RESULTS: Initiatives   >   Planning & Budgeting

  • Planning & Budgeting is an iterative, give-and-take process between management and organizational silos to determine how much to spend, where and why, and how best to deploy the company’s various resources. The goal of the process, ideally, is to figure out the best fit between expected volume and capacity constraints, with consideration of the tactical and strategic options at the company’s disposal, so as to achieve maximum profitability.
  • The VDDW approach leverages ABC output as one of its core components, which enables the VDDW to function as the information foundation for Activity-Based Budgeting (ABB), which is a superior approach to the planning & budgeting process.
  • An ABB approach basically entails performing the following general steps in iterative fashion until reaching the optimum combination of tactical & strategic action points, volume forecasts, resource commitments, and planned expenditures:
  • 1. Understand performance hotspots and troublespots. The first step is understanding where the company is making and losing money, at a Net Operating level – by customer, by product, by supplier, by channel, by combinations of the above, and even for isolated transactions that help expose why certain interactions are unprofitable (e.g. – perhaps small orders take more handling and attention than they’re worth…)

    2. Isolate the underlying causes. The next step is understanding why. What is it about the product or segment that makes them profitable or unprofitable? Is it handling efficiency? Are too many resources involved? Are those resources operating at full capacity or is there excess? Is the price too low, or too high? Comparative analysis between partners and products can help isolate issues, as can hunting for extreme outliers that exhibit very high or low performance in one way or another, and comparing to those. Once the underlying causes of performance are discovered, a menu of potential actions presents itself: Change or renegotiate price, eliminate or redeploy excess capacity, institute policy changes, invest in the right productivity tools, tweak processes, etc.
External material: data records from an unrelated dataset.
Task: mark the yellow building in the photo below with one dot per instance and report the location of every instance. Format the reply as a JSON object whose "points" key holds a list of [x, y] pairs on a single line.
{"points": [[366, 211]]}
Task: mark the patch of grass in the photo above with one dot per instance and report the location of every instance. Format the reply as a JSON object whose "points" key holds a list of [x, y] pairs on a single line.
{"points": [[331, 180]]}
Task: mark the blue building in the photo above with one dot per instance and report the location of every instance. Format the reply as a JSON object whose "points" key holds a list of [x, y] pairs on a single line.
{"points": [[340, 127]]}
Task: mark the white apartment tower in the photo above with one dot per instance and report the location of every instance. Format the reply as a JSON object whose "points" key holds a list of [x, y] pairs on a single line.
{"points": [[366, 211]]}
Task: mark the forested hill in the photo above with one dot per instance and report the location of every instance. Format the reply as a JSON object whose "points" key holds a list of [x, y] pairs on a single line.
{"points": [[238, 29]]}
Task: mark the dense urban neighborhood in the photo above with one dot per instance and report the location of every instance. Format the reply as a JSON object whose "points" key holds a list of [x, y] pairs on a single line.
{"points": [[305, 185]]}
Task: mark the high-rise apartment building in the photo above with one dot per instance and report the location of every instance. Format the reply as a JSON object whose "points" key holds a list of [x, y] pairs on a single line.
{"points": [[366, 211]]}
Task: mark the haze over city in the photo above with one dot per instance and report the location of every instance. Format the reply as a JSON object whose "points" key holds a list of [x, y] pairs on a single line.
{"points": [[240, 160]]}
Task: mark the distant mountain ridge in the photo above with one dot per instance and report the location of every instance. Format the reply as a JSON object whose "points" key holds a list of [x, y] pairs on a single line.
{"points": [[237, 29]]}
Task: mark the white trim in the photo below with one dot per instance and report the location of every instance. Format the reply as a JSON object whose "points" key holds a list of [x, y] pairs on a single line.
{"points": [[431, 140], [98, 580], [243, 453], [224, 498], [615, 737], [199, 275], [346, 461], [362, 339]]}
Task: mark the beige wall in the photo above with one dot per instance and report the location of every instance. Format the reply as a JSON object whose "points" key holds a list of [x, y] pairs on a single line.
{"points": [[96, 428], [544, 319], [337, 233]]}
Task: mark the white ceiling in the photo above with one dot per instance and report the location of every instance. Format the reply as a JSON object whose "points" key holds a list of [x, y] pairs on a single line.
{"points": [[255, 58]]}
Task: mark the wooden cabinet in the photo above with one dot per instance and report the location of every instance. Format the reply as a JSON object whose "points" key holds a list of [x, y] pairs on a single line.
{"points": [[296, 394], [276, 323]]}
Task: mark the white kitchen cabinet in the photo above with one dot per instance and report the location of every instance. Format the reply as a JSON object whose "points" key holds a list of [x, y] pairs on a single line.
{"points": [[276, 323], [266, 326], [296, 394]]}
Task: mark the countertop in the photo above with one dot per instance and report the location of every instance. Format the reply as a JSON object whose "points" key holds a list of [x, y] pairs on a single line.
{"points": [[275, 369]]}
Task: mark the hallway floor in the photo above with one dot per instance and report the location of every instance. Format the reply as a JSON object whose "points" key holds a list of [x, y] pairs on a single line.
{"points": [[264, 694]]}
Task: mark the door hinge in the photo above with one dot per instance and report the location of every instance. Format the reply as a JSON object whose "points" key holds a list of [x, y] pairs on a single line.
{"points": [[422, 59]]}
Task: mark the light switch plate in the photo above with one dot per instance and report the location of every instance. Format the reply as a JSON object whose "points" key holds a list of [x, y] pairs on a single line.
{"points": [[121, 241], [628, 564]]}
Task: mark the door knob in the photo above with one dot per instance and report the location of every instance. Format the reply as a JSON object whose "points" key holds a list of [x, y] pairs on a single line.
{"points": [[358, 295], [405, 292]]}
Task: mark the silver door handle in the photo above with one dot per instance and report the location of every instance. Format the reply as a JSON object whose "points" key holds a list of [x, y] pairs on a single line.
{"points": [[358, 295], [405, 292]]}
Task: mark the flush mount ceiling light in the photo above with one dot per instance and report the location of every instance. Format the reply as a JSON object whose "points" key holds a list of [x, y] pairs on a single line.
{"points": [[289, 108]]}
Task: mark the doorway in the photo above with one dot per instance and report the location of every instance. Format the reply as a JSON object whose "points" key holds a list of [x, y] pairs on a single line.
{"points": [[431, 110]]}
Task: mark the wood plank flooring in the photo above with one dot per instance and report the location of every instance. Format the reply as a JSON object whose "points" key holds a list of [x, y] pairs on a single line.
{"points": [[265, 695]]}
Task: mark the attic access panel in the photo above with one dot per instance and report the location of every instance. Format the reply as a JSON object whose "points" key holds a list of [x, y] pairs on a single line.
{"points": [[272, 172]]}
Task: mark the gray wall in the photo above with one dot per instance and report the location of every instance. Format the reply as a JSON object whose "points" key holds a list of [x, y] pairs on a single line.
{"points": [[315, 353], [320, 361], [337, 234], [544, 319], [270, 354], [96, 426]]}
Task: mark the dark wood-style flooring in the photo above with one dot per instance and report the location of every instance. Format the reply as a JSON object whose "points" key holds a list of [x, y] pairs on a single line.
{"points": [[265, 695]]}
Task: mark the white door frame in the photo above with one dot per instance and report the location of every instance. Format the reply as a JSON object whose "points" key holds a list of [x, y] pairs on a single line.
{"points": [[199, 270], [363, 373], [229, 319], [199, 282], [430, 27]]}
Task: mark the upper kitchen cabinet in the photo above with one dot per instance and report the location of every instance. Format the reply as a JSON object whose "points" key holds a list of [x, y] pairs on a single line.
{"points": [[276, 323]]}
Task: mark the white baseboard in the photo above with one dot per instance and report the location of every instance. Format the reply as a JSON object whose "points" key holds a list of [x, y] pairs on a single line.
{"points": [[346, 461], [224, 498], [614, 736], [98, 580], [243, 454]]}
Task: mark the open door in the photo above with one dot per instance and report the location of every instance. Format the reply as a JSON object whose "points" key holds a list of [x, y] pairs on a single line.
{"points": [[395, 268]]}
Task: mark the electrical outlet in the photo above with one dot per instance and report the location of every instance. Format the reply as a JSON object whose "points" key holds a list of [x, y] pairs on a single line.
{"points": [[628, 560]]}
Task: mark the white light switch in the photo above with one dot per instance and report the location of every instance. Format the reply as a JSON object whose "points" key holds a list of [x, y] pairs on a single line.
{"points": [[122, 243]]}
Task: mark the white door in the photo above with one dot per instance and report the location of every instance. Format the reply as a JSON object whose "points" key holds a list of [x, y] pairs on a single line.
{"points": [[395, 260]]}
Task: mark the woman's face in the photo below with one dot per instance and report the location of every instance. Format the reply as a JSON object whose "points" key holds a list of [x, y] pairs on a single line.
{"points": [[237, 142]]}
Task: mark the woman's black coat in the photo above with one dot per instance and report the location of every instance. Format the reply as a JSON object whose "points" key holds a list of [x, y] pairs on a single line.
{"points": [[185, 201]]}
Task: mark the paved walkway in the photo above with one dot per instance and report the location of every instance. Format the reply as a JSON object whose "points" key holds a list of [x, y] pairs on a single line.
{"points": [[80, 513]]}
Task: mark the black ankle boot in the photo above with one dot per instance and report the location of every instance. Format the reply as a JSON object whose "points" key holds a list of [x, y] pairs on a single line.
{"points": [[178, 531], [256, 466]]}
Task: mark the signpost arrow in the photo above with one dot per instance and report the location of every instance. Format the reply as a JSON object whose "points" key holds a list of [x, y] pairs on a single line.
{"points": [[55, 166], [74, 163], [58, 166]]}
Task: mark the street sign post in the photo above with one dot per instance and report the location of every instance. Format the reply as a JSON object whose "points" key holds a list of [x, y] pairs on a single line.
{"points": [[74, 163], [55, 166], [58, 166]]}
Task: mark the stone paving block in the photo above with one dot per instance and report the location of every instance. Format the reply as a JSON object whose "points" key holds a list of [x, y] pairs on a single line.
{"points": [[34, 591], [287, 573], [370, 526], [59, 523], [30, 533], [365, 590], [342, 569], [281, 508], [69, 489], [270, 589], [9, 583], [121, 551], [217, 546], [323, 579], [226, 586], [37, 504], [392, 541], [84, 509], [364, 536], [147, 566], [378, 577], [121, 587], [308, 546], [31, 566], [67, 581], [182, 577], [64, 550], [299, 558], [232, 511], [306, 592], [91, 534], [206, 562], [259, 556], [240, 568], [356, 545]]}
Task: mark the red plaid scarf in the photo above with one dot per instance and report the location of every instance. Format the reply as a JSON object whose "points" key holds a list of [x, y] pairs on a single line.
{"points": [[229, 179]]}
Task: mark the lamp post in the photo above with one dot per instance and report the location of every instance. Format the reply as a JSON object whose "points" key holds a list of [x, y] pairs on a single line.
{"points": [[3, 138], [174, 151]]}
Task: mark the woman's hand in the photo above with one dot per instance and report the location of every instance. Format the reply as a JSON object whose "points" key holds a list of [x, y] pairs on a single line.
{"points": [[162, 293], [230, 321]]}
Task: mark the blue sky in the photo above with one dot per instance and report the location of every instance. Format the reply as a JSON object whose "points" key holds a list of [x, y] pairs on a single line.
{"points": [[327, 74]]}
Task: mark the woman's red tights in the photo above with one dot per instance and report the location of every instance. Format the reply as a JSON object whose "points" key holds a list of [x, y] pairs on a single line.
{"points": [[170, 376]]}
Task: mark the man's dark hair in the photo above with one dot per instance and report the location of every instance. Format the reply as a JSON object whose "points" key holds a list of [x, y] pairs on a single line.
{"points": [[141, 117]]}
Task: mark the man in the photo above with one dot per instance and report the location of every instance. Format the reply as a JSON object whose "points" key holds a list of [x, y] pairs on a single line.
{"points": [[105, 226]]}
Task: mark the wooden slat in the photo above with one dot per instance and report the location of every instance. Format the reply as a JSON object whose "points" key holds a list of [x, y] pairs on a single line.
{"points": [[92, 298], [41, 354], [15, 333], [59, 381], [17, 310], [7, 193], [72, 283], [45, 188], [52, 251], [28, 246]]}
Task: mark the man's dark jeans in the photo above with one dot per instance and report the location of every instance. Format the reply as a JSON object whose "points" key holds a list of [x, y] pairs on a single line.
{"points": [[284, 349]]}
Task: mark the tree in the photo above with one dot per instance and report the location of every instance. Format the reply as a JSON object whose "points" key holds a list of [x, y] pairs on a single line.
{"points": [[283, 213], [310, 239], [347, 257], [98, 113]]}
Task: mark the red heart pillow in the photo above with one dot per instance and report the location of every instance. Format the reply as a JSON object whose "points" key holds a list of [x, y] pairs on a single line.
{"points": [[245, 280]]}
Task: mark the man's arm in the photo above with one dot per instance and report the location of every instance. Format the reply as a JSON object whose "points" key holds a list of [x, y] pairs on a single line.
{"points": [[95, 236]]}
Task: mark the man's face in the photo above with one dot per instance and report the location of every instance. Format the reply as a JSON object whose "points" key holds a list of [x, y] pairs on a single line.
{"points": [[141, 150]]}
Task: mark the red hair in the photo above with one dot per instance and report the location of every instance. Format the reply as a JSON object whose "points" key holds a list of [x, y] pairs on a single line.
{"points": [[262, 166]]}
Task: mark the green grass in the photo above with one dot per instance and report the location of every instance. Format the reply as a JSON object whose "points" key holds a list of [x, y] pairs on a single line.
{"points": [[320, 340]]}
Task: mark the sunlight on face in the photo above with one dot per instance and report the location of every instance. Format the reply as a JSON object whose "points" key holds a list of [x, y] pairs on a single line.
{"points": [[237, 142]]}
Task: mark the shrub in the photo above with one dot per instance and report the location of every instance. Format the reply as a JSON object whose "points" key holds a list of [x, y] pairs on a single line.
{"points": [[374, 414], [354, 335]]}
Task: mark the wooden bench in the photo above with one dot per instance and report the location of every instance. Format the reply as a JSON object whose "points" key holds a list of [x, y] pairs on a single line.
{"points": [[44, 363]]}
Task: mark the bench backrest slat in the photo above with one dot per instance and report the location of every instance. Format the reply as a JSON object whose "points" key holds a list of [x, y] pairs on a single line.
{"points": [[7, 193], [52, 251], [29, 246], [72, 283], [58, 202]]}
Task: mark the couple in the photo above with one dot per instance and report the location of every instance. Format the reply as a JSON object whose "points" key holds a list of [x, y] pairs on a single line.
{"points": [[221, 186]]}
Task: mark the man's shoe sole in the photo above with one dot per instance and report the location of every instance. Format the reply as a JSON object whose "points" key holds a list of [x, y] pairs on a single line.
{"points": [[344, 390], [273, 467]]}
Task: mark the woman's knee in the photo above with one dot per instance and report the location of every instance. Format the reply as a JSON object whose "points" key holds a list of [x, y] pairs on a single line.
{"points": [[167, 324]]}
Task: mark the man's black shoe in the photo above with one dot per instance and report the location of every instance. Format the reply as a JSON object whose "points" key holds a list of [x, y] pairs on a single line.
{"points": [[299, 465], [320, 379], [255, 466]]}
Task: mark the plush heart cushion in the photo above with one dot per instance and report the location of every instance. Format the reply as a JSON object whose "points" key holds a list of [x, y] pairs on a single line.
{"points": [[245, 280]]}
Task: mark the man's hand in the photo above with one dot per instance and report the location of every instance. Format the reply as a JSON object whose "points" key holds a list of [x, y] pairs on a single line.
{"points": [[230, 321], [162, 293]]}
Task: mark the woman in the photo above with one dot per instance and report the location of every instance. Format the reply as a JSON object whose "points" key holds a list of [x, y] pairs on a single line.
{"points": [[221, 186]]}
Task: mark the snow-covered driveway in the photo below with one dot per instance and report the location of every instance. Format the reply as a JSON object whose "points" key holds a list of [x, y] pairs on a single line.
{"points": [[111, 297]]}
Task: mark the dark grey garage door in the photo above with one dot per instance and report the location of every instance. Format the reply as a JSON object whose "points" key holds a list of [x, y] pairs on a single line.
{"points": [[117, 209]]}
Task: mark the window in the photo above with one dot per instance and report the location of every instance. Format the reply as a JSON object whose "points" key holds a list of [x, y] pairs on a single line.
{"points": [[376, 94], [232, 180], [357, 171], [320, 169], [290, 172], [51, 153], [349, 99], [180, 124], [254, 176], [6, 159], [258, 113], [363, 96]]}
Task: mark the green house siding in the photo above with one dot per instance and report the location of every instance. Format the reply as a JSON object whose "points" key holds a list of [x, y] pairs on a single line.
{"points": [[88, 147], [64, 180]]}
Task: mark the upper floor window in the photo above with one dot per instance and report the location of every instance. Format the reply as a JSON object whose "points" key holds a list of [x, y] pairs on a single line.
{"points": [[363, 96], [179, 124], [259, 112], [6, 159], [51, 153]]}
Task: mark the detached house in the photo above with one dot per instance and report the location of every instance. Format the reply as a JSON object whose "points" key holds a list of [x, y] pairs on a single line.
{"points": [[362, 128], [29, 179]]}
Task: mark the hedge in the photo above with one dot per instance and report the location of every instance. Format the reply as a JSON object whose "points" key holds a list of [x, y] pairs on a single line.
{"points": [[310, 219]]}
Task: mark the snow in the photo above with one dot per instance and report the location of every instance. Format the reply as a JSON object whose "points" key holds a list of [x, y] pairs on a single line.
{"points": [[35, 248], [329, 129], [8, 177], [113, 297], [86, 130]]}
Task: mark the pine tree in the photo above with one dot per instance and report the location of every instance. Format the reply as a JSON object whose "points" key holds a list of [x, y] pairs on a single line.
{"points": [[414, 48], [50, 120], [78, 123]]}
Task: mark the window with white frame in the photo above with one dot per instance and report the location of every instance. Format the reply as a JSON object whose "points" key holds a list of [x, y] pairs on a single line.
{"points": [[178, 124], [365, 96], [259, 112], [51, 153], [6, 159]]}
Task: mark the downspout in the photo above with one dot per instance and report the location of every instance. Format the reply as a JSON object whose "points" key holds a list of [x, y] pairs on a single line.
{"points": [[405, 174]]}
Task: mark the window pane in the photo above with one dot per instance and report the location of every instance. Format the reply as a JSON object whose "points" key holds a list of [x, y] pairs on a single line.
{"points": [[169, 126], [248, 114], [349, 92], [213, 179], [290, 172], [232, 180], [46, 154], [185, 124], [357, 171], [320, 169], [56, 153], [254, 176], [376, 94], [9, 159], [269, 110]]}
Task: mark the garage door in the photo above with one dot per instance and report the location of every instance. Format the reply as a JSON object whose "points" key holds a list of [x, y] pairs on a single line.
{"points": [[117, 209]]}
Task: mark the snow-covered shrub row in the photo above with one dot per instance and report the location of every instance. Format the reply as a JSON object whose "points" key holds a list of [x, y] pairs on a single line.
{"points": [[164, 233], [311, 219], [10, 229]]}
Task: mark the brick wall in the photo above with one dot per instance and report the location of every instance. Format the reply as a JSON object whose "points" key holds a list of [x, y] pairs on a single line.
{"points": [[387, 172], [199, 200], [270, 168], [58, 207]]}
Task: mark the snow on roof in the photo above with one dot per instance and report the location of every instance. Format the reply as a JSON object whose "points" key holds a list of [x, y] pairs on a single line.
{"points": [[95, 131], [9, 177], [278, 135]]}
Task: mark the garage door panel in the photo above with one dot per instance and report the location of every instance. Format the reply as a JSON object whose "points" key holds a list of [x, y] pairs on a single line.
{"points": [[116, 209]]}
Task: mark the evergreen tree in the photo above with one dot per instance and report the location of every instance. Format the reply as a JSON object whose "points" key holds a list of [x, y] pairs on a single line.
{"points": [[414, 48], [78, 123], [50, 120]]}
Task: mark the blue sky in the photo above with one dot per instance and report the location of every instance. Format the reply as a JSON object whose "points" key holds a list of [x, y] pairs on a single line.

    3. Factor in volume forecasts. Consider how much you expect to buy or sell over the planning horizon, as well as how that forecast changes under different pricing scenarios.

    4. Factor in tactical & strategic options. What can be done to address the underlying drivers of performance identified in #2? Price Changes? People Changes? Policy Changes? Process Changes? Productivity Tools? Purchase or Sell fixed assets? How much will Resource productivity improve leading to reduced cost? How much additional margin will these actions create?

    5. Computing the bottom-line impact of various scenarios. Finally, assemble the above into a collection of scenarios based on different revenue-volume forecasts. Given a certain revenue-volume projection, and considering the tactical & strategic options that can be enacted to boost efficiency, what does the bottom-line look like? Formulaically, take the forecasted volume of a given slice of the business and multiply it by the rate at which that segment will consume the activity (accounting for new efficiencies from actions considered under #4). This will show how many units of capacity will be required (e.g., FTE hours or head count). Multiply the capacity requirement times the cost of that capacity to determine the total expense. Do this over and over for multiple slices of the business, with various forecasting assumptions. Pick the scenario that is most profitable, and deploy funds and resources accordingly in concert with whatever performance-enhancing actions you’ve decided to take.

  • The ABB process is an involved and iterative process, and numerous workflow & productivity tools are appearing on the scene to help companies manage the complexity of the process. But whatever the case, the process requires the right content, and the VDDW approach delivers that content.
  • The VDDW exposes NOP for every segment of the business, along with the drivers of that performance, and the resources consumed, and the cost and capacity of those resources, for every slice of the business, and all supporting business processes. Upon this information foundation, the ABB process rests.